A Quinta da Plansel, em Montemor-o-Novo, Évora, fundada por uma família alemã há cerca de meio século, produz até cerca de 400.000 garrafas de vinho alentejano, de plantas clonadas da mesma casta, que já chegam à Jamaica.
Tinto, branco, ou rosé, todos com uma produção limitada de 5.000 litros, a partir de uma única casta – Touriga Nacional. Hoje o catálogo da Plansel é vasto, incluindo também azeite e gin, e produzido em mais de 50 hectares, que estão sempre a ser renovados para responder às exigências climáticas.
Se o tempo não estragar os planos, todos os anos, a Quinta da Plansel produz cerca de 400.000 garrafas. Metade fica em Portugal e outra metade vai para o estrangeiro.
“É uma história bastante comprida, que começou com um alemão que, em 1961, comprou um barco e queria fazer uma volta ao mundo, mas o barco afundou-se na costa de Lisboa. O meu pai ficou aqui preso durante três meses porque os passaportes estavam debaixo de água”, contou à Lusa a presidente executiva da Quinta da Plansel e filha do fundador, Dorina Lindemann.
Foi o tempo suficiente para Jörg Böhm se apaixonar por Portugal e apostar no potencial das castas alentejanas.
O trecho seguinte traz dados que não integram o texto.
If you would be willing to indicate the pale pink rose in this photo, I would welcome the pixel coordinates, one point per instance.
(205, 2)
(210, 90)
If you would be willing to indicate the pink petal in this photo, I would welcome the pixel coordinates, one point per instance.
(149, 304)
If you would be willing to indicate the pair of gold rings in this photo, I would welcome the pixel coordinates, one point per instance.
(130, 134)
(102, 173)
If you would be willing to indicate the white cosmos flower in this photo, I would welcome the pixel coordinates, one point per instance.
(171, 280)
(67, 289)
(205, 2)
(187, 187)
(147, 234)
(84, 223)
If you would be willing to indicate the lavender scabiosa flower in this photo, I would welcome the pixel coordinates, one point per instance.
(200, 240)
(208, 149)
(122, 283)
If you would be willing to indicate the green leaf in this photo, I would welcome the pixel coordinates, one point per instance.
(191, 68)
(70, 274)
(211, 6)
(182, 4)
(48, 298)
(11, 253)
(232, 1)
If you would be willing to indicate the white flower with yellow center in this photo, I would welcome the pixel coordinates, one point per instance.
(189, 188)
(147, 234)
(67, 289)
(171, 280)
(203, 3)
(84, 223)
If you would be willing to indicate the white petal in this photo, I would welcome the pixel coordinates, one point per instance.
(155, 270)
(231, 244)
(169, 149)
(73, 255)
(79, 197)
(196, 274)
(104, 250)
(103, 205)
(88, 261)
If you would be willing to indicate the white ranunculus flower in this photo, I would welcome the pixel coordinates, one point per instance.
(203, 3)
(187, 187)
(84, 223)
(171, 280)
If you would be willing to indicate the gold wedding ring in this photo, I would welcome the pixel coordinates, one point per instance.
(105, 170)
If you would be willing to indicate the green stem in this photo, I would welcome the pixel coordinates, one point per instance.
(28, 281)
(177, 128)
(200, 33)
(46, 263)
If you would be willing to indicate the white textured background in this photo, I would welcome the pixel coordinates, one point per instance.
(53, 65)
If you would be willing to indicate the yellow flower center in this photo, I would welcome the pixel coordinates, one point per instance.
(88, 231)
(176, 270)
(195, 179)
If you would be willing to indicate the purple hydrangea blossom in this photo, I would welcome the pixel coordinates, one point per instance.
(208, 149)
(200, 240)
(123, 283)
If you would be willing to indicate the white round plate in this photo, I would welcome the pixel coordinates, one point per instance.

“O meu pai ficou com o coração em Portugal. Disse que é o país mais bonito que conheceu, com as mulheres mais bonitas e o melhor vinho do mundo”, acrescentou.
Em 1975, após vender o que tinha na Alemanha, Jörg mudou-se de vez para Portugal, comprou os primeiros terrenos em Montemor-o-Novo e criou os Viveiros Plansel, mas a família Böhm está ligada ao setor do vinho, pelo menos, desde o século XI.
Já no início dos anos 90, Dorina Lindemann, enóloga licenciada por universidade em Hessen, decidiu juntar-se ao seu pai e dedicar-se à produção, aproveitando as vinhas do programa de melhoramento técnico de Böhm.
“Quando cheguei, em 1993, peguei na seleção das plantas e em 1997 fundei a adega da Plansel. O meu primeiro projeto foi um espumante”, disse.
Contudo, os primeiros anos não foram fáceis, uma vez que “ninguém queria comprar monocastas”. Por isso, Dorina apostou na exportação.
“Só há 10 anos é que ficámos conhecidos e que se começou a falar na Touriga Nacional ou no Alvarinho”, referiu. O negócio prossegue nas mãos da família, com as suas duas filhas já a trabalhar na Plansel, na área da produção e também no marketing.
Alemanha, Suíça, Luxemburgo, Canadá, Estados Unidos, Angola e França são alguns dos principais mercados da Plansel, a que se somam as novas apostas – Jamaica, Inglaterra ou Lituânia.
Desde a pandemia de covid-19, a Plansel apostou também no turismo, com a renovação de casas que estavam em ruínas.
O investimento no turismo rural rondou os 800.000 euros.
A empresa tem ainda em curso um plano para criar cinco ‘tiny houses’ (pequenas casas) e para fazer crescer o número de turistas em caravanas.
Para além disso, Dorina importou da Alemanha o conceito de um ‘wine bar’ em adega.
“Começámos no último ano, mas está a ser difícil. As pessoas estão habituadas a ir beber uma cerveja e não a ir para uma adega, olhar para o campo e beber um copo de vinho. Queremos chamar mais pessoas, sobretudo os jovens”, admitiu.
Para além do investimento na área do turismo, a Plansel dedicou 400.000 euros ao melhoramento da seleção dos clones e 30.000 euros para a área da digitalização e dos equipamentos informáticos.
A Quinta da Plansel conta com 15 trabalhadores na adega e 20 nos viveiros.